A robust data management and governance capability is crucial for leveraging AI technologies and gaining a competitive edge through an AI-driven transformation. This capability spans people, process, and platform (technology). Therefore, an organization’s data strategy should reflect this comprehensive approach. In the context of AI, an organization’s data strategy should:
Data strategy is essential to successfully industrialize AI, bringing together People, Process and Platform to harness data’s full potential for innovation and growth, not as a byproduct of, but instead, the driving force for innovation and growth.
The People pillar of Data Strategy aims to create an environment where data and AI are not just tools but are central to the organization’s culture and a way of operating. It’s about creating a culture that values data, embraces AI, and prioritizes continuous learning and adaptation. An intelligence-driven culture leverages data and AI as core to operations, prizes data as a valuable resource, promotes making it widely accessible across the organization and actively utilizing it to inform decisions. It also promotes integration of AI technologies into various workflows, using AI to automate repetitive tasks, enhance human capabilities, and generate actionable insights.
An intelligence-driven culture is characterized by its emphasis on a data-centric approach. This approach prioritizes data collection, analysis, and utilization in decision and action taking. It ensures that data is not just considered valuable but is also made readily available to all levels within the organization. This availability of data is crucial to making informed decisions. By ingraining data-driven insights into decision-making processes, an organization can foster a culture that is truly intelligence-driven.

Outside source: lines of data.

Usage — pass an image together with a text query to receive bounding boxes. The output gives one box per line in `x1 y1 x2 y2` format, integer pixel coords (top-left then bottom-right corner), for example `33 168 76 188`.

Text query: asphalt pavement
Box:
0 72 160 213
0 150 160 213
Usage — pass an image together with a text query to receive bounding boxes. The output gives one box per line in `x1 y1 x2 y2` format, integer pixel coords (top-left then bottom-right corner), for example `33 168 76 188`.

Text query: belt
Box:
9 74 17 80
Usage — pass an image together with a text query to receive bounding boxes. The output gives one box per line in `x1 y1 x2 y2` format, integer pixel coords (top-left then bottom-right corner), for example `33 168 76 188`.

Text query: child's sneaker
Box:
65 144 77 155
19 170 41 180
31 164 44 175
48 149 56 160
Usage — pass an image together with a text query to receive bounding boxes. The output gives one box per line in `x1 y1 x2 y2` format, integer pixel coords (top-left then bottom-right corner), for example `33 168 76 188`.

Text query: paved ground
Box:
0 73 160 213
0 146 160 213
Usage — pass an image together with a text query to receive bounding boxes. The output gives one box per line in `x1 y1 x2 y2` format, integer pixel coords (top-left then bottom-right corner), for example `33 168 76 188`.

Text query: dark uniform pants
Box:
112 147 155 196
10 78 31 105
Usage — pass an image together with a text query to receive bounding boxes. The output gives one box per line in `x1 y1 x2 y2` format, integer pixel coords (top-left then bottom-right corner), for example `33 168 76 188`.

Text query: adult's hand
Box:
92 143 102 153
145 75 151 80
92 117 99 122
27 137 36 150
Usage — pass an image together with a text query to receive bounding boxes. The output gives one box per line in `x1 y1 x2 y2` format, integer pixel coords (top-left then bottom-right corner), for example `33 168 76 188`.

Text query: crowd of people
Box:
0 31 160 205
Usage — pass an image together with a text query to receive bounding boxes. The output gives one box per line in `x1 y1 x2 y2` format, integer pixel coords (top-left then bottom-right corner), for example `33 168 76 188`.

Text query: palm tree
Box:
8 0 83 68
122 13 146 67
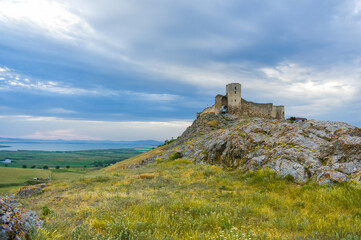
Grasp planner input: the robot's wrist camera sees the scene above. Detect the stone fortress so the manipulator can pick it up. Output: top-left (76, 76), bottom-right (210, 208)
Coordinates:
top-left (197, 83), bottom-right (285, 120)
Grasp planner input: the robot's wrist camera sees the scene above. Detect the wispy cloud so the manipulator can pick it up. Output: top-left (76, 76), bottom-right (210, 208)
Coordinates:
top-left (0, 67), bottom-right (118, 96)
top-left (0, 0), bottom-right (93, 39)
top-left (21, 129), bottom-right (102, 140)
top-left (0, 115), bottom-right (192, 140)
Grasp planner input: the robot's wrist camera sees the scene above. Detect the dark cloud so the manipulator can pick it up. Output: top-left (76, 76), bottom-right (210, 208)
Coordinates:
top-left (0, 0), bottom-right (361, 139)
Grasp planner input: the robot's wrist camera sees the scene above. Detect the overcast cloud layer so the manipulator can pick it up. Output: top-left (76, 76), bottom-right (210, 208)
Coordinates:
top-left (0, 0), bottom-right (361, 140)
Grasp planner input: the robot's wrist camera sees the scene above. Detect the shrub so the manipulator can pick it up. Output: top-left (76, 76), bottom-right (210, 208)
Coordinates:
top-left (169, 152), bottom-right (182, 160)
top-left (155, 157), bottom-right (163, 164)
top-left (139, 173), bottom-right (155, 179)
top-left (42, 206), bottom-right (51, 216)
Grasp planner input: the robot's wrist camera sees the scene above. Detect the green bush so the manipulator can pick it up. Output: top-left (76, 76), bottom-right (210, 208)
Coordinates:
top-left (168, 152), bottom-right (182, 161)
top-left (42, 206), bottom-right (51, 216)
top-left (155, 157), bottom-right (163, 164)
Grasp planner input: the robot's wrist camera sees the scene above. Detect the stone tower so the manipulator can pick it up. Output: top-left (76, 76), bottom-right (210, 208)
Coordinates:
top-left (226, 83), bottom-right (242, 113)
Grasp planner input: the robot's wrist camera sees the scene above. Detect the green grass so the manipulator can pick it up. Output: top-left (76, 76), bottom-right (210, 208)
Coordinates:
top-left (0, 167), bottom-right (94, 195)
top-left (0, 148), bottom-right (140, 168)
top-left (22, 158), bottom-right (361, 239)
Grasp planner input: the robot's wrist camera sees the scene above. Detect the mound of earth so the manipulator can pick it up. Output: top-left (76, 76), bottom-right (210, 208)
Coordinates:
top-left (137, 113), bottom-right (361, 184)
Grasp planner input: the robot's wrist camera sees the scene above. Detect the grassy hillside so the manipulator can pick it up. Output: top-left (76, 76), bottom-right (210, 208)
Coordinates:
top-left (23, 153), bottom-right (361, 239)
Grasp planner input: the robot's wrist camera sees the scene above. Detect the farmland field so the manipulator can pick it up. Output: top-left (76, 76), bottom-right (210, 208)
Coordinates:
top-left (0, 148), bottom-right (142, 168)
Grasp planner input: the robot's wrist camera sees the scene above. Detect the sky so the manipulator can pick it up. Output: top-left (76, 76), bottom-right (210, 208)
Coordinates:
top-left (0, 0), bottom-right (361, 140)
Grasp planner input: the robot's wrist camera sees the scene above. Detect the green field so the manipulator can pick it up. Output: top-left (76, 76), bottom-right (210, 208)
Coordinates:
top-left (0, 148), bottom-right (141, 168)
top-left (0, 167), bottom-right (90, 195)
top-left (22, 155), bottom-right (361, 240)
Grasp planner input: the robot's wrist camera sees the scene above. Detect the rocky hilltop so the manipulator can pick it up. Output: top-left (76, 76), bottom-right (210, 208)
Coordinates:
top-left (138, 113), bottom-right (361, 184)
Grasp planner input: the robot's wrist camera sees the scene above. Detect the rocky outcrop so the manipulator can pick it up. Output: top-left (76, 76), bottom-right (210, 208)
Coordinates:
top-left (0, 196), bottom-right (42, 240)
top-left (163, 113), bottom-right (361, 184)
top-left (16, 183), bottom-right (46, 198)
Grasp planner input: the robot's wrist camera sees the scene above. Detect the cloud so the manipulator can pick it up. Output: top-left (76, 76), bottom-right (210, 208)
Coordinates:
top-left (0, 0), bottom-right (93, 39)
top-left (49, 108), bottom-right (76, 114)
top-left (0, 115), bottom-right (192, 140)
top-left (0, 67), bottom-right (118, 96)
top-left (21, 129), bottom-right (101, 140)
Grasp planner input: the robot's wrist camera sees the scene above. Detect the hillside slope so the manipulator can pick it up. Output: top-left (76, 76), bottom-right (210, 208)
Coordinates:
top-left (129, 113), bottom-right (361, 183)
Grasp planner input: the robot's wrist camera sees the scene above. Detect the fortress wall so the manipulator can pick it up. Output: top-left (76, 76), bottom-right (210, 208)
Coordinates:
top-left (241, 98), bottom-right (273, 118)
top-left (214, 94), bottom-right (223, 110)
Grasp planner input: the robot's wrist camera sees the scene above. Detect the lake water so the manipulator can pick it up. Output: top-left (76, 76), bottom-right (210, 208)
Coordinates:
top-left (0, 143), bottom-right (150, 151)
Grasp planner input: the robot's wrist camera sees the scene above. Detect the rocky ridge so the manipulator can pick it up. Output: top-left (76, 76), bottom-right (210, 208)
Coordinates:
top-left (136, 113), bottom-right (361, 184)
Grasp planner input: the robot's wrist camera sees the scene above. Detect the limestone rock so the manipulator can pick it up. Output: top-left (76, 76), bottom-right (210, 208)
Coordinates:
top-left (157, 113), bottom-right (361, 183)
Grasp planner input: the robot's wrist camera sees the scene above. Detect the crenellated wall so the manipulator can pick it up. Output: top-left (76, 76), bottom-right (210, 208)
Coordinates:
top-left (197, 83), bottom-right (285, 119)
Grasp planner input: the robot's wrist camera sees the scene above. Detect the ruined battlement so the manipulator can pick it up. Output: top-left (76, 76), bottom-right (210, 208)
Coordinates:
top-left (199, 83), bottom-right (285, 119)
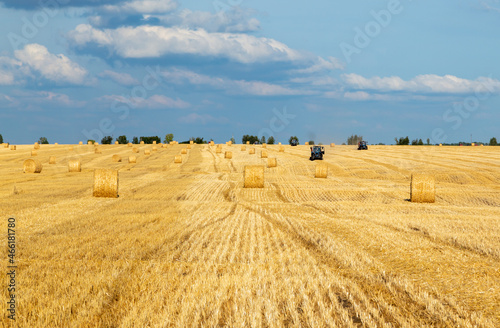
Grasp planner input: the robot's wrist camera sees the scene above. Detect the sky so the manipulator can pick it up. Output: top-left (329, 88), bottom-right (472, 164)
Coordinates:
top-left (0, 0), bottom-right (500, 144)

AI integration is another key aspect of an intelligence-driven culture. In such a culture, AI technologies are not standalone tools but are integrated seamlessly into various aspects of the organization’s operations. AI is used to automate tasks, augment human capabilities, and generate valuable insights. Through this approach, organizations can leverage AI to gain a competitive advantage, improve performance, and foster growth.
Another critical aspect of an intelligence-driven culture is its focus on continuous learning and adaptation. Such a culture encourages experimentation, learning from failures, and iterative improvement based on data-driven feedback. An intelligence-driven culture understands that transformation is not a one-time event but an ongoing journey. By fostering a culture of continuous learning, organizations can become more resilient and adaptable, thriving in an environment that is increasingly data-driven and intelligence-centric.
The Process pillar of Data Strategy should focus on the objective of centrally governing data but with federated aspects for business and AI agility. The design should aim to remove bottlenecks with data lifecycle management and enabling appropriate data access. Several critical processes need to be considered in this context, these include data lifecycle management, which oversees data from collection to disposal; data lineage, ensuring traceability and transparency; data classification, data quality, and data product ownership - to maintain data integrity and reliability; Data Security Operations management, protecting data from threats; continuous review and alignment, ensuring data strategies remain relevant and aligned with business goals; and cost management, tracking and managing the costs associated with data. Collectively, these processes support the creation of an intelligence-driven culture where data and AI are integral to the organization’s operational fabric, driving business outcomes.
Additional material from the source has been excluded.